Changes in the Racial and Ethnic Composition of the Opioid Crisis
As the crisis evolved, so has the racial and ethnic composition of those affected by it. The early waves of the crisis had a disproportionate effect on non-Hispanic white people, while opioid-related deaths during the pandemic were more common among other racial and ethnic groups (Figure 1). In fact, the number of opioid-related deaths per capita among non-Hispanic Black and Native American or Alaska Native people first surpassed the number for non-Hispanic white people in 2020. Dramatic increases in the number of deaths involving opioids per capita also occurred among Hispanic people and Asian or Pacific Islander people.2
The increase in deaths involving opioids among different racial and ethnic groups is due, in part, to disparities in access to treatment and differences in the provision of treatment.

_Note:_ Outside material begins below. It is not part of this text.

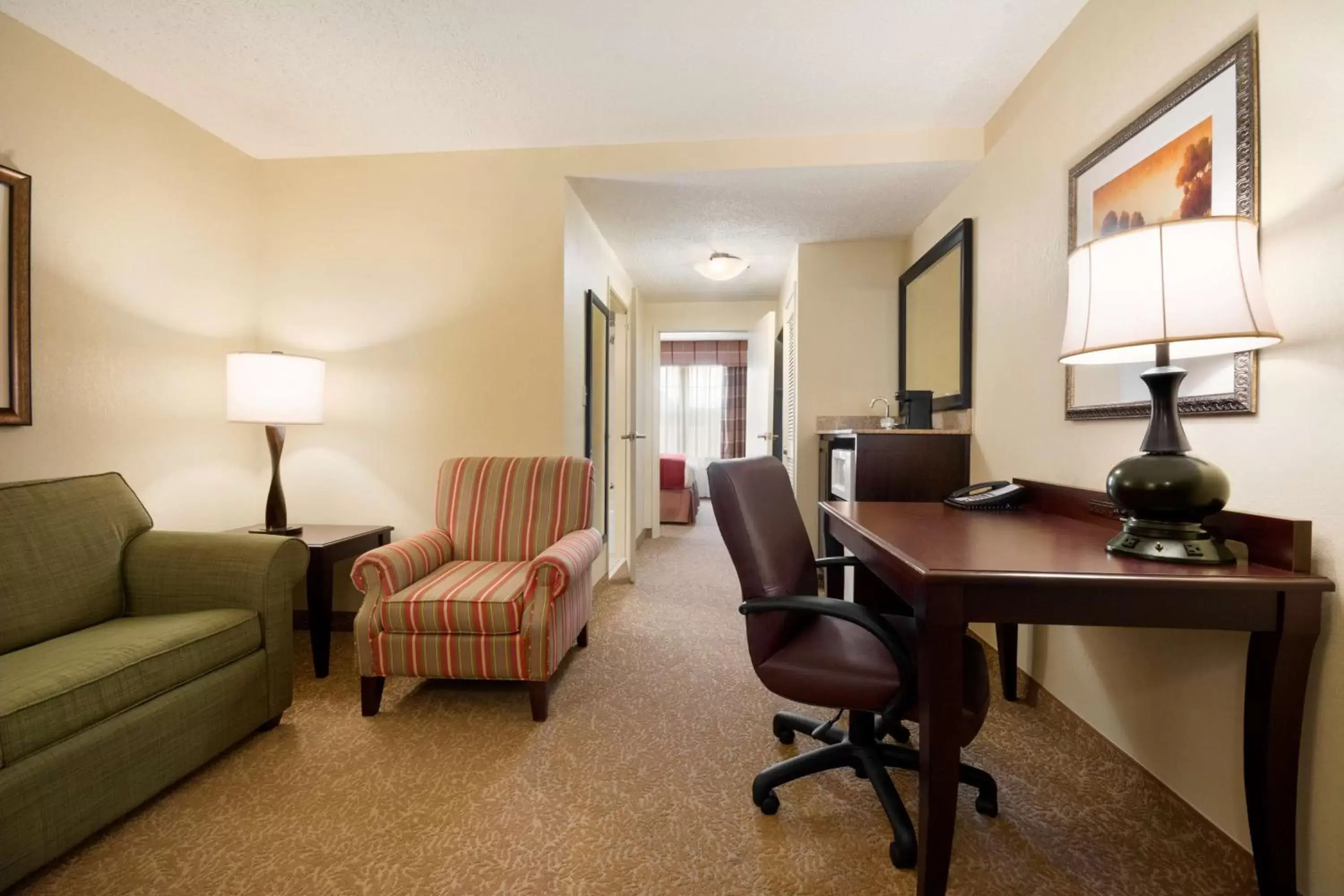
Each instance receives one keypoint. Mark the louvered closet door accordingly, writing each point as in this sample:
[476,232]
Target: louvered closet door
[791,383]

According to one study, patients with OUD who are Black are half as likely to obtain a follow-up visit for treatment following a nonfatal opioid overdose encounter in the emergency department than patients who are white.5 Treatment for OUD with methadone is also more common in Black and Hispanic communities, whereas treatment with buprenorphine is more common in white communities. Although both treatments have been approved by the Food and Drug Administration (FDA), buprenorphine might be associated with less stigma and easier access because it is prescribed by an office-based provider and is acquired at a pharmacy. In contrast, methadone is typically administered under supervision in certified opioid-treatment programs.5 Health care professionals can reduce racial and ethnic variations in opioid-related mortality by ensuring that all subpopulations have equal access to treatment for OUD, including all medications that have been approved by the FDA.
Looking Ahead
Several policy approaches are available to Congress. Some provisions in the three recently enacted federal laws have lapsed, and others are scheduled to lapse in the coming year. Authorizations of appropriations in CARA expired in 2021, and authorizations in the SUPPORT for Patients and Communities Act will expire in 2023. In addition, the SUPPORT for Patients and Communities Act included two provisions to increase treatment capacity on a temporary basis. One provision gave states the option to expand access to treatment for residential services in institutions for mental diseases through September 30, 2023. The second established a requirement for Medicaid to cover medications to treat OUD through September 30, 2025. Options under consideration by policy makers include strategies that are similar to those used in the three federal laws as well approaches that differ from them. As policy makers consider their next steps, the opioid crisis does not show signs of abating.